Without merit3 min read . Updated: 18 Dec 2007, 12:04 AM IST
What do the campaign by radical Muslims against Taslima Nasreen, the case against Reliance Communications Ltd chief Anil Ambani (for hurting the sentiments of Sikhs) and vitriolic election campaigns in Gujarat have in common? In all instances, an available law (Section 295A of the Indian Penal Code, or IPC) was either misused, or was not used by the government. In the first instance, religious zealots wanted to misuse it by pressuring the government.
One view of the law, which has it origin in economic interpretation, holds that it is a strategy-limiting device. For example, in the case of Section 295A of the IPC, the law prescribes punishment for those acts “intended to outrage religious feelings of any class by insulting its religion and religious beliefs". What this means is that indulging in such an act is not an option for citizens. It has limited what would have been possible otherwise.
It’s plain that Section 295A has not worked. The consequences of this failure manifest in two ways. One, the law no longer serves a punitive purpose. Ever fewer prosecutions are successful under the law in a communally charged environment. Two, and more seriously, its deterrent function, too, has failed. It no longer deters potential violators. Politicians are the best example of such violations.
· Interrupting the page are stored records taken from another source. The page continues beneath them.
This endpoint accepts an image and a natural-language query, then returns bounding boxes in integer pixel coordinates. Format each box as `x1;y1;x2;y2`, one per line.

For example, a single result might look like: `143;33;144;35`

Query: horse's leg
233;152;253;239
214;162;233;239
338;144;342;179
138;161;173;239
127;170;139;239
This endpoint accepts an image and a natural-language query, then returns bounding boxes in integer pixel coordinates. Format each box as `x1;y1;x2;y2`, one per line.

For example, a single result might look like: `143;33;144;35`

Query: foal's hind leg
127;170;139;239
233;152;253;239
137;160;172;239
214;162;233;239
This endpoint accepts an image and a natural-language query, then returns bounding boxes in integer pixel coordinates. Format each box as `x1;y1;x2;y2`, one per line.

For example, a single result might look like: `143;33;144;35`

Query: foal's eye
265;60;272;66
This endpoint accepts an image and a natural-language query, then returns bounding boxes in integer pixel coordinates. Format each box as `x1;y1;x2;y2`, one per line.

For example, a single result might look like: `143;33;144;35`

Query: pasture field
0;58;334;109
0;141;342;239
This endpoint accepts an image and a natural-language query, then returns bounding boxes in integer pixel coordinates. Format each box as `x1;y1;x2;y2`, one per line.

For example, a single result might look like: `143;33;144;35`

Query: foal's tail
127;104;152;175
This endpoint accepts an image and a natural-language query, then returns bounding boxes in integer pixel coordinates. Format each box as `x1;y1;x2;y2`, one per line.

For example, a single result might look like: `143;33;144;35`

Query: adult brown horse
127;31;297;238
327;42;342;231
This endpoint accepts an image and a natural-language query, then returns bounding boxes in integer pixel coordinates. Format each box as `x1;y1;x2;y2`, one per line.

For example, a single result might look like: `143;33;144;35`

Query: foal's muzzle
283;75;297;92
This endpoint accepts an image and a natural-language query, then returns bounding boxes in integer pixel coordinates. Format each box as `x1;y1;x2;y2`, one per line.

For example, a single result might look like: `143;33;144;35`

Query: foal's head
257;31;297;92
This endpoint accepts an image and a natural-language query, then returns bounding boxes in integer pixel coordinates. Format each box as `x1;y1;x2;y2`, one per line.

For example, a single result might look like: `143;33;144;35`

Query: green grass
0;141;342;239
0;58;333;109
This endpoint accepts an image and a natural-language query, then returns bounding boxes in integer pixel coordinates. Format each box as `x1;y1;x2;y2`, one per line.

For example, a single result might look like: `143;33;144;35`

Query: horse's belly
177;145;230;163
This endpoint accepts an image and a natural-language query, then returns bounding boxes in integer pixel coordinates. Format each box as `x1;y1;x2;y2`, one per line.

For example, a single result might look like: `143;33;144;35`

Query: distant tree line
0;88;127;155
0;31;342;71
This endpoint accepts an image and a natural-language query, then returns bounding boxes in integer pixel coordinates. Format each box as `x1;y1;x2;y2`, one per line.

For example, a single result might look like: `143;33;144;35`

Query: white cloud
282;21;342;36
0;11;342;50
Election campaigns in Gujarat in 2002 and in 2007 are good examples of such failures. The argument that laws are ineffective because of political interference in their prosecution is a common explanation in the defence of laws such as Section 295A of the IPC. The refrain being that if only we had neutral, unbiased officials, these laws would serve their purpose. Gujarat in election mode, in both years, was under the executive control of the Election Commission of India, a body widely held to be neutral and unbiased. Yet, there was no prosecution against any politician. Then what purpose does Section 295A serve? Once its punitive and deterrent functions are out of the way, the only purpose a law can have is to be a tool for the regime of the day. Anyone whom the regime sees as a threat or does not like can be hounded by the law.
Unfortunately, the potential for abuse of Section 295A by the law and order bureaucracy, abetted by their political controllers, is very serious in India. The examples cited above point to this. The possibility of political abuse of Section 295A was in evidence when an influential Muslim family of Hyderabad, with great influence over the community in the city, wanted the government to deport Nasreen or take “action" against her.
Religion is a sensitive part of human affairs. It’s no different in India. The experience of partition of the country and the communal fire that followed was hoped to be checked by declaring the country secular and proclaiming the secular nature of the state. To activate this intent, laws followed. Yet, today, 60 years after independence, the spirit of secularism has ebbed. If the state is secular, that can’t be said of society at large. Secularization, the process by which religion takes a back-seat in routine, day-to-day affairs, has failed. No law can supplant this political development. If an equilibrium outcome is not part of the game, no law can realize this.
A Sanskrit adage has it that conventions are stronger than rules. It’s no different for laws intended to combat adverse social and political outcomes. The arena to counter such developments is political. For the sake of liberalism, it’s best that organs of the state have no such tools.